The Brit down the hall--he loves when I call him that, he claims to be "English"--pointed me towards this story in The Guardian:
In a few years from now you will have another plastic card in your wallet - your carbon card. You will start the year with 1,000 points on it and each time you fill up your car, you put the card in a slot on the pump and it will deduct a few points.
Each time you buy an airline ticket, it will cost you a minimum of 100 points. If you fly regularly, you may have to buy more points through the carbon market - but since it is all in the cause of reducing greenhouse gas emissions you do not mind so much.

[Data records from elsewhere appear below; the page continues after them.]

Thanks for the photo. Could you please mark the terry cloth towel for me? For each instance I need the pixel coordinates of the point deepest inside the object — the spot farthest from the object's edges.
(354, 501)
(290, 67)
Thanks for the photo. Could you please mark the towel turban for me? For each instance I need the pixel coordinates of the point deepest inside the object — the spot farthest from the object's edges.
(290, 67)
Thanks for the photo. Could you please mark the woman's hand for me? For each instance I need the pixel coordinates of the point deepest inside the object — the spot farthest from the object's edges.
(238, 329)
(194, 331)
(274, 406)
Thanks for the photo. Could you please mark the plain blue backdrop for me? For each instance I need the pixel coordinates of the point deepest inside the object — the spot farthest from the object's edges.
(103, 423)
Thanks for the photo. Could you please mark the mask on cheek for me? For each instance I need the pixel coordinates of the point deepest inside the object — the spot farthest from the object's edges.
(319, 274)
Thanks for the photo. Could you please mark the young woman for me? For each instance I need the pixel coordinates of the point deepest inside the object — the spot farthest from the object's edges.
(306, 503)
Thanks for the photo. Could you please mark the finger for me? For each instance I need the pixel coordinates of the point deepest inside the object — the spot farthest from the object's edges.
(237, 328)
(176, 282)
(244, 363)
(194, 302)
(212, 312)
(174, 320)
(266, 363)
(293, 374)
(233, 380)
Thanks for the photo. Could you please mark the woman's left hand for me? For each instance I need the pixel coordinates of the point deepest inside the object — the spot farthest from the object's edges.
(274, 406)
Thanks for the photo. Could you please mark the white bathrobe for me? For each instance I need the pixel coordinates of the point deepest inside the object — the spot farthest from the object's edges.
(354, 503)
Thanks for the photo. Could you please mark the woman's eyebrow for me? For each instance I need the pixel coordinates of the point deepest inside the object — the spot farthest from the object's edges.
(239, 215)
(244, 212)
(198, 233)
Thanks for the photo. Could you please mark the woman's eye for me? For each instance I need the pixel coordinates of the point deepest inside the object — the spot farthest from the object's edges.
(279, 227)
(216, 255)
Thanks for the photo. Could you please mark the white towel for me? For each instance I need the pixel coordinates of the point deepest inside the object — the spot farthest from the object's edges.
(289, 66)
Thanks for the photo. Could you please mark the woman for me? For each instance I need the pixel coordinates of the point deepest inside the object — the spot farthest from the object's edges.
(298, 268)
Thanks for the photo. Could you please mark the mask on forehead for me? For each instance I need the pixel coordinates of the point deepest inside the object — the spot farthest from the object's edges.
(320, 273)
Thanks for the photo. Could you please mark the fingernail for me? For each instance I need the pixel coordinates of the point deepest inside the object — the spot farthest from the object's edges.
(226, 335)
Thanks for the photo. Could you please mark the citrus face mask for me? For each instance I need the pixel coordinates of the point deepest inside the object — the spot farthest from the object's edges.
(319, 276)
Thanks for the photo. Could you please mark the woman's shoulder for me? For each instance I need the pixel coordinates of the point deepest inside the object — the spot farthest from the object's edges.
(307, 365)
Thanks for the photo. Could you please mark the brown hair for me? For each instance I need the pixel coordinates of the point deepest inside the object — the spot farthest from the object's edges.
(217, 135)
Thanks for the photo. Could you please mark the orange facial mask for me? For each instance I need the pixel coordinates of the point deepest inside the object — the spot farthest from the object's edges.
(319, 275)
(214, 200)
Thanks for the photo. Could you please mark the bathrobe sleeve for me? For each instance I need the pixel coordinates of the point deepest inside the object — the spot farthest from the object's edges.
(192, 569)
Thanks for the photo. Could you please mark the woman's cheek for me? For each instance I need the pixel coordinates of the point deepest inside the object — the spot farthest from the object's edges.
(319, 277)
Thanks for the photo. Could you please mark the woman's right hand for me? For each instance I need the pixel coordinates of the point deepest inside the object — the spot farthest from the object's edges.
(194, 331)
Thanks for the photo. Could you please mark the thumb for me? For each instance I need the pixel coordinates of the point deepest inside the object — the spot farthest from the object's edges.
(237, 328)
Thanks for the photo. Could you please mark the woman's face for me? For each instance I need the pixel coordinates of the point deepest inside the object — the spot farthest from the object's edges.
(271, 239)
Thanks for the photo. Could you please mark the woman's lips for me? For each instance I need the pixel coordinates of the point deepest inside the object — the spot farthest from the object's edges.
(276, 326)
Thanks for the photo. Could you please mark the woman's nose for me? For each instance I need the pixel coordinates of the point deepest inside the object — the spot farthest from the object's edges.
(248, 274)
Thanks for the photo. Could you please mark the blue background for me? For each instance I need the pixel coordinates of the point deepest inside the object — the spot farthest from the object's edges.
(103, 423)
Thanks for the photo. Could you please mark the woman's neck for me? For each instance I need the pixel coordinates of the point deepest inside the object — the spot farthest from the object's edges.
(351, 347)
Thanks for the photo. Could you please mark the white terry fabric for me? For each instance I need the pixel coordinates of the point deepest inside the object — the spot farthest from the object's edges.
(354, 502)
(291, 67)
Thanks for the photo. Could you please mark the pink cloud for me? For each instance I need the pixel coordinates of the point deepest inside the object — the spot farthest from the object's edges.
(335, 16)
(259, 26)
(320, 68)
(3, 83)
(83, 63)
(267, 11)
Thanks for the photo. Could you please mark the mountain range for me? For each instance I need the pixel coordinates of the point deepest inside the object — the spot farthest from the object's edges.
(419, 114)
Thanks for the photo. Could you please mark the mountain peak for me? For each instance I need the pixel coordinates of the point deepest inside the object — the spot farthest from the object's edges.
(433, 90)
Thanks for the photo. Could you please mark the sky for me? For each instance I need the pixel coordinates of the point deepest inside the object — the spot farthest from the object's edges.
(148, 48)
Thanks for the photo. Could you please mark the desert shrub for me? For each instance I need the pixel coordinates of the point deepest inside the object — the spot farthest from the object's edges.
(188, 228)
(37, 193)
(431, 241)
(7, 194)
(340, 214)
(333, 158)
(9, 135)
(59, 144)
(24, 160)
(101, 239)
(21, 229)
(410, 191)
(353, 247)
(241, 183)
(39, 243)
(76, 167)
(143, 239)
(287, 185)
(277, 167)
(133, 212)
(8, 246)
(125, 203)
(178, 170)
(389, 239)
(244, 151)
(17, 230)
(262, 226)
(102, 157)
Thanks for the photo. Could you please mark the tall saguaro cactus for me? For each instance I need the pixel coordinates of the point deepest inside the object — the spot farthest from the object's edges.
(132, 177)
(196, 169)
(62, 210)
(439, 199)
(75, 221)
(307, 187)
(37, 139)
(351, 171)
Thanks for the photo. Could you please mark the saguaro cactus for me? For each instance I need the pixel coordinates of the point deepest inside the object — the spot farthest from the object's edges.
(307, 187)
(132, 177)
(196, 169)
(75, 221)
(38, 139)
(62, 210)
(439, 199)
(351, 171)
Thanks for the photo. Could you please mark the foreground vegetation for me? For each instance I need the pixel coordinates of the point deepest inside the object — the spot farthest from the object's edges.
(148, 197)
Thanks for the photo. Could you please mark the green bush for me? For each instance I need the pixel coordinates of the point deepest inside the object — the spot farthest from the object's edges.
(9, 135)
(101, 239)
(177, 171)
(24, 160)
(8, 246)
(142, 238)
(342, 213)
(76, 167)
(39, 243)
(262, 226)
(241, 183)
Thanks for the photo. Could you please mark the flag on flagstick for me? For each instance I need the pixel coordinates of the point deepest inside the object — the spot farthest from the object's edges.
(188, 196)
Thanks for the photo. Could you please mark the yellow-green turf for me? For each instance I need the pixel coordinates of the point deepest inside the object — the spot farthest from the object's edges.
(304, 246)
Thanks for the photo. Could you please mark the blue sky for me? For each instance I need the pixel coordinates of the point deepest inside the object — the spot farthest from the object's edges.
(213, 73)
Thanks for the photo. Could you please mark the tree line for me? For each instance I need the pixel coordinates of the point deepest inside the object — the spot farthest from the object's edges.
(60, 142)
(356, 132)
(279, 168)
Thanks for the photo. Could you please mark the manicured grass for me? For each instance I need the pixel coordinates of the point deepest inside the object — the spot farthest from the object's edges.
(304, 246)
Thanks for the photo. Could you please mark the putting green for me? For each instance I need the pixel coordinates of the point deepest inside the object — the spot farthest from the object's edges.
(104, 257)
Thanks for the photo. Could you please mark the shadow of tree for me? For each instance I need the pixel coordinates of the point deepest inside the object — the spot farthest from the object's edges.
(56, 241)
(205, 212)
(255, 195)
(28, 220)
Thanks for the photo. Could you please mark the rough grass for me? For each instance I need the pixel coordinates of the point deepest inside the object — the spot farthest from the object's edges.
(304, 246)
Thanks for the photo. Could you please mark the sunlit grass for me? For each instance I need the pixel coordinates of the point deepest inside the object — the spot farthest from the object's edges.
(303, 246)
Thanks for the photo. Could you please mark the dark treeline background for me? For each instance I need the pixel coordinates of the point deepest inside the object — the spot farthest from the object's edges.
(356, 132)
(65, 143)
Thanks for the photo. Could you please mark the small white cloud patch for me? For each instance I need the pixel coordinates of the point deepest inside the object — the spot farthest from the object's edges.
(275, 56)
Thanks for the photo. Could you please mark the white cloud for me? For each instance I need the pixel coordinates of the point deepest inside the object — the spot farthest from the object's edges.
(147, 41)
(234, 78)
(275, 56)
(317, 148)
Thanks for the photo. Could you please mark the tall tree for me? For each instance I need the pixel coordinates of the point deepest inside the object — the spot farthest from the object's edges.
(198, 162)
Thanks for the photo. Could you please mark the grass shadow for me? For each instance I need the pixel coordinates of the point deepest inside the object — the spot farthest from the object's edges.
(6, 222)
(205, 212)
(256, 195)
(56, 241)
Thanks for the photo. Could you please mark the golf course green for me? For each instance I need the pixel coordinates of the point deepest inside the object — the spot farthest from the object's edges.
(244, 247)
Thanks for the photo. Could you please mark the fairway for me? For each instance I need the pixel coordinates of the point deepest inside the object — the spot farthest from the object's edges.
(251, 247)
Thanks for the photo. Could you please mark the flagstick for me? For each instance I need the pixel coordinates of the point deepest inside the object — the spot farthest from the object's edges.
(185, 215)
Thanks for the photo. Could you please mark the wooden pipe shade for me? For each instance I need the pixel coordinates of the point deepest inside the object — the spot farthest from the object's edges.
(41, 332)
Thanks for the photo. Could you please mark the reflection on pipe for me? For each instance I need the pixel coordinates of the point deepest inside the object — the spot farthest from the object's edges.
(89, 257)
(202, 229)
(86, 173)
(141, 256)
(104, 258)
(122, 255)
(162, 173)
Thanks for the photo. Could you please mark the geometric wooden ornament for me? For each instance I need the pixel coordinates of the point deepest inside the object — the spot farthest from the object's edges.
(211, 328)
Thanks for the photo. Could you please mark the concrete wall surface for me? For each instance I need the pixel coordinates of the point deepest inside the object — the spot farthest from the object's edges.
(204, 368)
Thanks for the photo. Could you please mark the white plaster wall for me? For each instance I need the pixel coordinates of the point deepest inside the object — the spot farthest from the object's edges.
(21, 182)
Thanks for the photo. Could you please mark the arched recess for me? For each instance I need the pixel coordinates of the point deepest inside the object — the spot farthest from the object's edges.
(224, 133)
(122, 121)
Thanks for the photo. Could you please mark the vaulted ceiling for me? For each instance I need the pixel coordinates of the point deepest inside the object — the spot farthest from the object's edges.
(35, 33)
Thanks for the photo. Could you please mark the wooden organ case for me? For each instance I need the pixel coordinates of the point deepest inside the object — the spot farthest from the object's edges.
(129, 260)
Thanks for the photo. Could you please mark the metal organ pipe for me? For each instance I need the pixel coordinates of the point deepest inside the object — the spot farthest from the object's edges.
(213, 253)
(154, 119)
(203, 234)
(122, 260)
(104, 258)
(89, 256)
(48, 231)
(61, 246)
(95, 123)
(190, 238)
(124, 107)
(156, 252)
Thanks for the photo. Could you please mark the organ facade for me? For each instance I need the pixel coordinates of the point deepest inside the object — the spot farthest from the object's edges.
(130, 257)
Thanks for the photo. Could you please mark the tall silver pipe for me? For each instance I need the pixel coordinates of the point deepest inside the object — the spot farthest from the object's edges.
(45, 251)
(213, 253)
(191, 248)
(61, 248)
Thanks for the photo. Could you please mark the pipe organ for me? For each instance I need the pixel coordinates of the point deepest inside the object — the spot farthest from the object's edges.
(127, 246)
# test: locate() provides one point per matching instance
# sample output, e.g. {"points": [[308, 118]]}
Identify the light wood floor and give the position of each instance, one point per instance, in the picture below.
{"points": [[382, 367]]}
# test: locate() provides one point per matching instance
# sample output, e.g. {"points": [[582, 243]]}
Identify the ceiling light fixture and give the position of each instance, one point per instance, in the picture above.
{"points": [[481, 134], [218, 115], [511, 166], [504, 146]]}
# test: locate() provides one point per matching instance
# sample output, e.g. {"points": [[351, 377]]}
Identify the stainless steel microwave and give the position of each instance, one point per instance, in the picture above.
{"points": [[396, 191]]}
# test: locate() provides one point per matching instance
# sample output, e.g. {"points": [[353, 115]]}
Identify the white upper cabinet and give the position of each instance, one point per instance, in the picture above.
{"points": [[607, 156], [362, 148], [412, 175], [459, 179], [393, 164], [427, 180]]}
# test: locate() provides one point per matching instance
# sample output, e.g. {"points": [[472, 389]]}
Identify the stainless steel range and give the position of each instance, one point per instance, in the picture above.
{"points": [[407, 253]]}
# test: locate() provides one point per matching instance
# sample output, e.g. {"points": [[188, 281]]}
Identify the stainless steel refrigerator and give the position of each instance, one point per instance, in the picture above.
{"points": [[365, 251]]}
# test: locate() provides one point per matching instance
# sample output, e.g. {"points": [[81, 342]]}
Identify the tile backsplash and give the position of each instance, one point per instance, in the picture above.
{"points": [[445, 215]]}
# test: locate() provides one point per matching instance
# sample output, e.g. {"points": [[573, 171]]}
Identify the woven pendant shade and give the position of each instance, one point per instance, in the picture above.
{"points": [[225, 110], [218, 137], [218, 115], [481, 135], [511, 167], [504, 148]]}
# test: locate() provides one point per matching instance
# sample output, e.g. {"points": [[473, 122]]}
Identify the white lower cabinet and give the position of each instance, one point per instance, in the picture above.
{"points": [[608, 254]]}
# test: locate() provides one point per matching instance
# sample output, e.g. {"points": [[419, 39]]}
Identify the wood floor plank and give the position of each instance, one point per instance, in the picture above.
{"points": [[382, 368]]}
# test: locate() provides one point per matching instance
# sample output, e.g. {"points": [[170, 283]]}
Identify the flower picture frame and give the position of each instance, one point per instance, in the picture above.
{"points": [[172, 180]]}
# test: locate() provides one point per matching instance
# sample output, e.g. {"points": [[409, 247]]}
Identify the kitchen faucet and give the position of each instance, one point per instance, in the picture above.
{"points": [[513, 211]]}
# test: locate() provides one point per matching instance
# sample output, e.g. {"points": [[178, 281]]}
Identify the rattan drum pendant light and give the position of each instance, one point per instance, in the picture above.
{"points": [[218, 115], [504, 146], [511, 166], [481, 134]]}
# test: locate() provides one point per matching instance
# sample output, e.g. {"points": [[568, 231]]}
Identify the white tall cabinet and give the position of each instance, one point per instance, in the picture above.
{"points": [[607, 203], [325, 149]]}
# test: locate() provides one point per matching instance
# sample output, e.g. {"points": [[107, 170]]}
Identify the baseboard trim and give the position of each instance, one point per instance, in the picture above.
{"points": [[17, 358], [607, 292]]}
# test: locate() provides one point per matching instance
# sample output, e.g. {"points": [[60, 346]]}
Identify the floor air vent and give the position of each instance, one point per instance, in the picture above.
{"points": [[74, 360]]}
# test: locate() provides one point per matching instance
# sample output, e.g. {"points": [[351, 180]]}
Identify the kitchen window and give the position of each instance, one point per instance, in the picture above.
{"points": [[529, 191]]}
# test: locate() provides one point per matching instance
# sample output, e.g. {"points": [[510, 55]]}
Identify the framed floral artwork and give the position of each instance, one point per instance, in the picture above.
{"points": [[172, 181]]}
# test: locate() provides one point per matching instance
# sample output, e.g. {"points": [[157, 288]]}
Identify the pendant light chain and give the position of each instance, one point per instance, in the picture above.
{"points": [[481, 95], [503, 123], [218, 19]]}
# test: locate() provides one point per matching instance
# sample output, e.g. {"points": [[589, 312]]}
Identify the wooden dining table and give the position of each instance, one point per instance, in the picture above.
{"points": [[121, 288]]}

An environmentalist's pipe dream? Not at all, but a scheme put before parliament 18 months ago in a private member's bill sponsored by Colin Challen, the Labour MP for Morley & Rothwell.
[...]
Each of us would get the same allowance at the start of the year. "If people weren't particularly interested in messing about with carbon units, they could sell them back straightaway and buy them again when they needed them," he said.
The carbon market would work similarly to the foreign currency markets. You could walk into a high street bank or the Post Office and buy or sell your units there. Just as they do now with foreign currencies, the financial institutions would offer carbon units at their own prices and the die-hards amongst us would shop around for the best deals.
Many in the poorest 30% of households would stand to gain from trading. Those who do not want or cannot afford to go for holidays in the sun could sell their allowances on the market to be snapped up by frequent flyers.
Of course, you should read the article to find out why it will probably never happen. Here are the highlights:
- "One has to be looking at the end of cheap air flights"
- Price volatility could be a problem
- What would happen to the Kenyan economy, for instance, if the UK stopped importing mangetout - as it could well do as a domino effect of a personal carbon trading scheme?
Nevertheless, I get happy when I see talk of markets being designed to solve environmental problems. It's enough to bring a tear of joy to this environmental economist's eye.